A trolling motor must operate in extreme conditions, hence it becomes crucial to select one, which is capable of keeping your boat on course and not rotting.
The first consideration of any fisherman is the vendors that are offering trolling motor and whether their offerings will resist the corrosive effect of water, it is a common concern, although you will find many people who will drop a freshwater engine in the open water and complain heinously as rust starts to creep in.
Minn Kota wireless trolling motor is designed for rough and salty water. A minimum requirement must be a marine grade construction; this includes all engine parts from the support upwards. The seals, boards and controls, all the equipment must be built with a purpose, the salt water will go into anything that is not properly designed to face them.
Another factor to consider is the output power of your engine, it is difficult to sail in tidal water in comparison to a stagnant water body like a freshwater lake as it exerts extra pressure on the engine to move against the tide. A general benchmark for 1 lb trolling motor is a 40 lb thrust. Here the load is indicative of the boat’s total weight; it is inclusive of all the stuff that you load in your boat. It makes a safer option, to sum up, the total weight of the boat to the maximum load it can withstand and divide it by 48. It will give you the minimum thrust required.
Once you have a figure for the required thrust, the next step is to determine how long the motor shaft should be. This is affected by the place where the Minn Kota wireless trolling motor will be since a drag motor mounted on the bow will need an axle longer than one mounted on the crossbar. To obtain the shaft length, do a little bit of simple calculation; measure the distance present in between the water line and boat’s mounting point, add 15 inches (depth of the engine plus the margin for chopped water) to this number and then approximately on foot to make it comfortable for the direction while standing.
Have you ever contemplated the kind of information you need for choosing the appropriate push for a trolling motor? The best decisions can be based on the information obtained, from asking the people you know who have trolling motors. Ask the owners about the pros and cons of a particular brand; they will be happy to share their viewpoints about a particular trolling motor, and the reasons for their choice. Once you have an idea of what brand you may or may not prefer, then you have to do a basic task based on relative information.

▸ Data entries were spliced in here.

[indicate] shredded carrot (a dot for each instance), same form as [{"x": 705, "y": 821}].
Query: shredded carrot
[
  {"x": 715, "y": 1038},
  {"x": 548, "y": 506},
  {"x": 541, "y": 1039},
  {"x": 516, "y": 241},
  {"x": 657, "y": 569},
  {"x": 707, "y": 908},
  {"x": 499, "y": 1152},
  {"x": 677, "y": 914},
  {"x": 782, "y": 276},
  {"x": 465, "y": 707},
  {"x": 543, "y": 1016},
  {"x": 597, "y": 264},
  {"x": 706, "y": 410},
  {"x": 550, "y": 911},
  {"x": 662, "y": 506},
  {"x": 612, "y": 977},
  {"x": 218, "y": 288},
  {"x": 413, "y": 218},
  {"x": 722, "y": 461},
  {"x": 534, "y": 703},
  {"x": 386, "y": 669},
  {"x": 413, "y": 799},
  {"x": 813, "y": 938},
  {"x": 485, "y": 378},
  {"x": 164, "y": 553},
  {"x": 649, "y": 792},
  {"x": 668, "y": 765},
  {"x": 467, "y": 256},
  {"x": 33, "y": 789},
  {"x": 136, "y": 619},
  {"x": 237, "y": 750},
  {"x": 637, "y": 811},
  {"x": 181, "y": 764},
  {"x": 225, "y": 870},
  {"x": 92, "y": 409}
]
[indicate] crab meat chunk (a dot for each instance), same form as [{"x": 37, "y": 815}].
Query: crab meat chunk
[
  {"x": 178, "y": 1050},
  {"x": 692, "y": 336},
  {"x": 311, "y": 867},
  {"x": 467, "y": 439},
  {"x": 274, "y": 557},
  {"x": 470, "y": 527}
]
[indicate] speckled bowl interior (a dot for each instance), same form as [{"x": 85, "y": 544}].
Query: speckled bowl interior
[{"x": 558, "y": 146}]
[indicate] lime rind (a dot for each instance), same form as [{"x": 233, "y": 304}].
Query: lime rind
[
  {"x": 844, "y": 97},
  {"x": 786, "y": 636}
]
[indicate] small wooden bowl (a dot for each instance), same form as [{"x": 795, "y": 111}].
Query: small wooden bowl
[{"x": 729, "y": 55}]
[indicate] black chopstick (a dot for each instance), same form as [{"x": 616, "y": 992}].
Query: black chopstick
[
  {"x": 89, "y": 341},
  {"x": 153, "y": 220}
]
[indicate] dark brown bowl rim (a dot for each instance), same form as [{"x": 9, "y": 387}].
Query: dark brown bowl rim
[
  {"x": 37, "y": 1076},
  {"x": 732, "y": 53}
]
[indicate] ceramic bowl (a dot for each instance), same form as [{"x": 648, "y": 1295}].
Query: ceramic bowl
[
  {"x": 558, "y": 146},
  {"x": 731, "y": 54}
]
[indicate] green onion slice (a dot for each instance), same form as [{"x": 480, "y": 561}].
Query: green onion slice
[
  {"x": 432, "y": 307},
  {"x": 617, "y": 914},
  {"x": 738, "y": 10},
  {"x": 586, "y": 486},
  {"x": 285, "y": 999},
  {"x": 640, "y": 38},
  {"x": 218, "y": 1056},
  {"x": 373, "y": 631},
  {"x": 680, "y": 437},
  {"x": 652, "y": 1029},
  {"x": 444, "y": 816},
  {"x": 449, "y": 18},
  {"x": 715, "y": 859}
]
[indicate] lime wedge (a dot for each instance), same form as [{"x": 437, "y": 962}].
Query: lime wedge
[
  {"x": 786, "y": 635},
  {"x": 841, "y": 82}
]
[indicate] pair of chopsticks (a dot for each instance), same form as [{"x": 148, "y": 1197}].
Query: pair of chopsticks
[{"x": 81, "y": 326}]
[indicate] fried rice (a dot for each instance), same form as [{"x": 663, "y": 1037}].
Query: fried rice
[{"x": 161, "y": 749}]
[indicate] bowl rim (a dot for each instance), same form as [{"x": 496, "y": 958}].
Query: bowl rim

The bigger and heavier your boat is, the more thrust you will need to achieve the desired results in the water. If there is something you want to avoid, it is buying a drag motor with very little thrust. Nothing kills a day in the water like a low-power drag motor that must run at high speed all day long and its battery runs out in a couple of hours. So, how much push do you need? You should consider three factors: the weight of the boat, the length and its typical fishing conditions, the most important weight being the weight of the boat.
A simple rule is to use a drag motor with two pounds of thrust per 100 pounds of weight of the boat. This measure factor is based on a boat loaded to its capacity.